Many women candidates ran on platforms that promised more nurseries to offer longer daycare hours for working mothers, the creation of youth centres with sports and cultural activities, improved roads, better garbage collection and overall greener cities.

In October, the Saudi Gazette reported that harsh road conditions and long distances to the nearest hospital had forced some women in the village of Madrakah, where one female candidate was elected, to give birth in cars. The local newspaper reported that the closest hospital and the nearest university were in Mecca, prompting some students to forgo attending classes. The article said residents were also frustrated with the lack of parks in the village.

It is precisely these kinds of community issues that female candidates hope to address once elected to the municipal councils. The councils do not have legislative powers, but advise authorities and help oversee local budgets.

In Jiddah, three generations of women from the same family cast ballots for the first time. The oldest woman in the family was 94-year-old Naela Mohammad Nasief. Her daughter, Sahar Hassan Nasief, said the experience marked "the beginning" of greater rights in Saudi Arabia for women, who are not allowed to drive and are governed by laws that give men the ultimate say over aspects of their lives like marriage, travel and higher education.

"I walked in and said 'I've have never seen this before. Only in the movies'," the daughter said, referring to the ballot box. "It was a thrilling experience."
 
OMG Creeping equality!

Call me when the mullahs behead a rapist.
 
It is a start, but only a tiny chink of light in the suppression of women in Saudi Arabia.

No woman could stand for election, nor even register to vote, without the consent of the Head of Household, who must be male.

What is encouraging is that so many Heads of Household registered their women to vote, or supported women candidates.
 
And probably got votes from many men. We are assuming, sometimes, that ALL Saudi men dominate and subject their women to abuse. Quite possible to be religiously conservative and still appreciate a women's touch when it comes to social issues. Kinda sexists but women do have a slightly higher investment in children and education. Especially in 3rd world nations. Seeing as how children no doubtedly come from women.

It's a tiny start but voting rights in the west came about slowly. For us older types, it was only in our grandparent's and parent's time that women, blacks or natives could vote. So we only have less than 100 years on a repressive totalitarian backward ass autocratic monarchy.
 
I heard somebody argue that Saudi Arabia is a young country, only 83 years old. The US was a country for over 120 years before women had any rights at all.
 
I heard somebody argue that Saudi Arabia is a young country, only 83 years old. The US was a country for over 120 years before women had any rights at all.
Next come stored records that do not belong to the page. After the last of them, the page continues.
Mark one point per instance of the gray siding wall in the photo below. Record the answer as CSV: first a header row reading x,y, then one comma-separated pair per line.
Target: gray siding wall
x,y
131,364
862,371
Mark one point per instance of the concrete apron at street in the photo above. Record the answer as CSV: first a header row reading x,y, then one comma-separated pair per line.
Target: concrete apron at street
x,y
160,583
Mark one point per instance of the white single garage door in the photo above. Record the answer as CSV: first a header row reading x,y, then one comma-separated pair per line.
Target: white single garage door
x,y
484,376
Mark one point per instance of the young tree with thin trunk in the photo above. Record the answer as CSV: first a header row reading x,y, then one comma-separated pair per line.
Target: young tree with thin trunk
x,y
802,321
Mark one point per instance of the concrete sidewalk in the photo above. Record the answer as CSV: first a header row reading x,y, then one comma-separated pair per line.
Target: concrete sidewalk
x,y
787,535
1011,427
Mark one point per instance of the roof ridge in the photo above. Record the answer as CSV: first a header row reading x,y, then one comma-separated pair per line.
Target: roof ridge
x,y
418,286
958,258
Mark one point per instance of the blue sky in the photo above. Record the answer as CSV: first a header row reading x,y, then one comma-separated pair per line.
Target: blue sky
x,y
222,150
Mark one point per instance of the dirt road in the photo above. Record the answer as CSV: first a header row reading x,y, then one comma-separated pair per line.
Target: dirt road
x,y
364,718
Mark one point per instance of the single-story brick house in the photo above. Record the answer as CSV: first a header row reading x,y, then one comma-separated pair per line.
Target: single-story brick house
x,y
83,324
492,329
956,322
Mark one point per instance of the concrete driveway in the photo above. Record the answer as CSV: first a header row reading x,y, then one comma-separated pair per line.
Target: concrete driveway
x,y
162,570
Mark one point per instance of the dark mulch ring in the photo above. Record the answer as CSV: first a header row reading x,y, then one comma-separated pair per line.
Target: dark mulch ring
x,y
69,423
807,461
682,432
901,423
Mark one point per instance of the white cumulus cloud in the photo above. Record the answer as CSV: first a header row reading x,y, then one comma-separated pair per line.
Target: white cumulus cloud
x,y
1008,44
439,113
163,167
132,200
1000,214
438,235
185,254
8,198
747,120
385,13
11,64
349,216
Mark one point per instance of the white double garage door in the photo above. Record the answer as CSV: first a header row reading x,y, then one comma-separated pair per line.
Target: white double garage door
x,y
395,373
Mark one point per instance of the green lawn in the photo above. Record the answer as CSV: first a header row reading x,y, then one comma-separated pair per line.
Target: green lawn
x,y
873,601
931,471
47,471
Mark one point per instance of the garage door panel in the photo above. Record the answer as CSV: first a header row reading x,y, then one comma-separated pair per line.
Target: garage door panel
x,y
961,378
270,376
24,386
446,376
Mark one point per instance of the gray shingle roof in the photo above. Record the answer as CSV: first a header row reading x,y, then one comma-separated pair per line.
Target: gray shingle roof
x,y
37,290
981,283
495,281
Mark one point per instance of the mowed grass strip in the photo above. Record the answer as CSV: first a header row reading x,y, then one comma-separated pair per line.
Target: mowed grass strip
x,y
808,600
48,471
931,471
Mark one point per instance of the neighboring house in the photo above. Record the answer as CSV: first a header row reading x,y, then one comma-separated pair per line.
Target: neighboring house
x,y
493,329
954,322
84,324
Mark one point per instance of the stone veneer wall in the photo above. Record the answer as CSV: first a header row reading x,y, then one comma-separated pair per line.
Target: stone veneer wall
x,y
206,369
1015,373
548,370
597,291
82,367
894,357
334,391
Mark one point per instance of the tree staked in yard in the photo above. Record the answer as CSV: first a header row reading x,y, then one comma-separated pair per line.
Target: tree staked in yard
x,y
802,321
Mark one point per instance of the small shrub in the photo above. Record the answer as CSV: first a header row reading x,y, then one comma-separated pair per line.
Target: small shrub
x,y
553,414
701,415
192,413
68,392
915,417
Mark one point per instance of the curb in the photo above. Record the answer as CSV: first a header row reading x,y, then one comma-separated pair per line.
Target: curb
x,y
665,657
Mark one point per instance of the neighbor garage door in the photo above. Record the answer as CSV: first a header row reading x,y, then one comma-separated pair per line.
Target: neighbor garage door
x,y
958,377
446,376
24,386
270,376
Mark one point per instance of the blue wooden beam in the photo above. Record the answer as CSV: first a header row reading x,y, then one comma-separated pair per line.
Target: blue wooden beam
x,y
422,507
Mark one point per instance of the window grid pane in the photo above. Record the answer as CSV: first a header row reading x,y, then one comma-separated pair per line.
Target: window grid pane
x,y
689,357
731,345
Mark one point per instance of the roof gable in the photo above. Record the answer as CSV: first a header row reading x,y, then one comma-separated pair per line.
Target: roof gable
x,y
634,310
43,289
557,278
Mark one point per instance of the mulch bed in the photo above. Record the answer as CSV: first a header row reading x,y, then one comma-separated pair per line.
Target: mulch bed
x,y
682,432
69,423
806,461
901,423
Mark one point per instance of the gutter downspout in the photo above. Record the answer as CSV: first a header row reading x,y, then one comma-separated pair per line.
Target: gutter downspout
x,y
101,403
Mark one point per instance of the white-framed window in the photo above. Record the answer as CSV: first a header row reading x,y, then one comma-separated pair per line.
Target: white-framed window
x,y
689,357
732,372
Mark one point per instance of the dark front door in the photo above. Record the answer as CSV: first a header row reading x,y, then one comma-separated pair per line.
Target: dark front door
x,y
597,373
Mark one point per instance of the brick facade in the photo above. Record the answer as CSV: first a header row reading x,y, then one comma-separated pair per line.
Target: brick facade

My eldest aunt was a Suffragist - NOT a Suffragette. The difference was that Suffragists wanted change by legal means. Some Suffragettes were prepared to use any means including violence.

In Victorian England women were deprived of some rights they had enjoyed for hundreds of years and it took until the later 19th Century to get those rights back. Look at Married Women Property Acts.

Some of my female ancestors were Freemen (an inclusive term), Master Craftsmen and members of Trade Guilds. All three titles meant they could run a business in the City of London and train apprentices.

My eldest aunt, as a property owner, was one of the first group of women who could vote in England.

https://en.wikipedia.org/wiki/Women's_suffrage_in_the_United_Kingdom

Women's suffrage in the United Kingdom became a national movement in the nineteenth century. Women were not explicitly banned from voting in Great Britain until the 1832 Reform Act and the 1835 Municipal Corporations Act.